Of course, the cynics among us will see that tighter regulation is not in the industry’s favour so of course they will support the statement; but then Dugher’s statement does the campaigners cause no good either, so of course they are going to rubbish it.
So what’s the truth?
I like to think I can remain impartial in these matters and look at the situation from a purely factual point of view, so here’s my take on it.
Black Market Gambling Report by PWC
The whole thing centres around a report run by Price Waterhouse Cooper (PWC) one of the biggest financial services businesses in the world. As well as being accountants and auditors, they also work in other areas like counting the ballots at the Oscars – we will forgive them for the snafu in 2017. Poor La La Land…
Anyway, what’s important about this report is who paid for it; the BGC, GVC (now Entain) who own Ladbrokes and Coral amongst others, William Hill, and The Stars Group (now part of Flutter) who owned Sky Bet.
This obviously places question marks around the findings in the report, with MP Carolyn Harris, an extremely vocal critic of the gambling industry, going as far as to call it a “dodgy dossier”.
“The online gambling industry talks up the threat of the black market in an attempt to resist regulation and protect its profits”
And this, more or less, is the standpoint of those opposing the report.
That said, PWC is responsible for auditing some of the biggest businesses and celebrity names in the world, so they are about as trustworthy as it is possible to get, and so rich that they really don’t need a bung from the gambling industry!
What Does PWC’s Black Market Gambling Report Say?
Broadly speaking the report shows and upward trend in the numbers of people using black market gambling sites, as well as the amount of money being wagered on them.
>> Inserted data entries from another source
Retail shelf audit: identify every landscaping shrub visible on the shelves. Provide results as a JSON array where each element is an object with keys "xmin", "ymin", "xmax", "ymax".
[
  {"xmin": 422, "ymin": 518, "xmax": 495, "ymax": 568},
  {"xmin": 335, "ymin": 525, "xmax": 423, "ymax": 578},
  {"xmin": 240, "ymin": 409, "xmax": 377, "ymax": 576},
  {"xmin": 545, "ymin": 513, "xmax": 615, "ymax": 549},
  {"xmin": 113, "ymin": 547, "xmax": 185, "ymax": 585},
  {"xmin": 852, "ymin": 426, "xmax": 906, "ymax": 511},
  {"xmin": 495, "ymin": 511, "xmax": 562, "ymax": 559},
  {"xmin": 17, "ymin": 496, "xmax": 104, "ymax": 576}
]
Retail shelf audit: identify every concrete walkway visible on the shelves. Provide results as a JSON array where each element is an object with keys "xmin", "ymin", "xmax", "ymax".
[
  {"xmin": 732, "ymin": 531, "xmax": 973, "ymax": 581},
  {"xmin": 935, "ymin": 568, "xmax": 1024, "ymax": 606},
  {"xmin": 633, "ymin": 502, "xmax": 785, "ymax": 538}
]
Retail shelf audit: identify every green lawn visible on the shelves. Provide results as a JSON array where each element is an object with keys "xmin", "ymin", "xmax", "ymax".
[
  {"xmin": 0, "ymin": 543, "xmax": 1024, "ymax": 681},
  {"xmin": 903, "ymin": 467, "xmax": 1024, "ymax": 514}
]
Black market sites are unregulated and this means anyone using them is unprotected and susceptible to being treated unfairly and illegally. For this reason, I won’t name any of them in this post as I don’t want to give them the publicity.
- Knowledge of black market sites remains constant at around 4.5 million
- Gamblers using these sites up from 210,000 to 460,000
- Money wagered on the sites up 50% from £1.4 billion to £2.8 billion
- Countries with higher tax or difficult administrative burdens see more offshore gambling than the UK
- Bingo and Poker are the products with the biggest unlicensed growth rate
- 11 biggest unlicensed sites see 85% jump in traffic between 2018/2020
- Unlicensed sites account for 13% of all operators
- Unlicensed sites received 27 million visits in 2020
Anti gambling campaigners say that some of these figures are misleading or exaggerated, and even the chief exec of the UKGC has been critical, saying:
“We know that licensed operators and their trade bodies are concerned about the impact of the illegal market, but our own evidence suggests that the impact may be being exaggerated,”
But then the UKGC have been getting it in the neck for not enforcing current regulations strictly enough, so the whole situation is jumbled.
What is the Real Risk of Black Market Gambling in the UK?
It certainly exists. Personally though, I think it’s a thin line to tread between keeping gamblers safe with regulation and pushing them away to the black market, where they are 100% not safe.
The report isn’t particularly helpful because its’ credibility is always going to be called into question simply because the people who commissioned it benefit from the findings, although the evidence does seem to suggest that the more difficult safe and legal gambling is made for punters the more likely they are to look offshore.
Anti campaigners may well be right to highlight some of the figures as being exaggerated, such as the site traffic increase and the 27 million hits in 2020 being partly down to bots rather than real people, but they can’t argue with all of it.
For example, 30% of those surveyed said they would look elsewhere if the amount of personal information required to gamble increased. These are real people giving their view and it clearly points towards a push to black market activity in line with some forms of increased regulation.
It seems to me that gamblers don’t mind rules and regulations on the whole so long as it doesn’t make their lives overly difficult or limit their freedom of choice too heavily. Shackle them too tightly though, and they will simply stop playing by the rules altogether.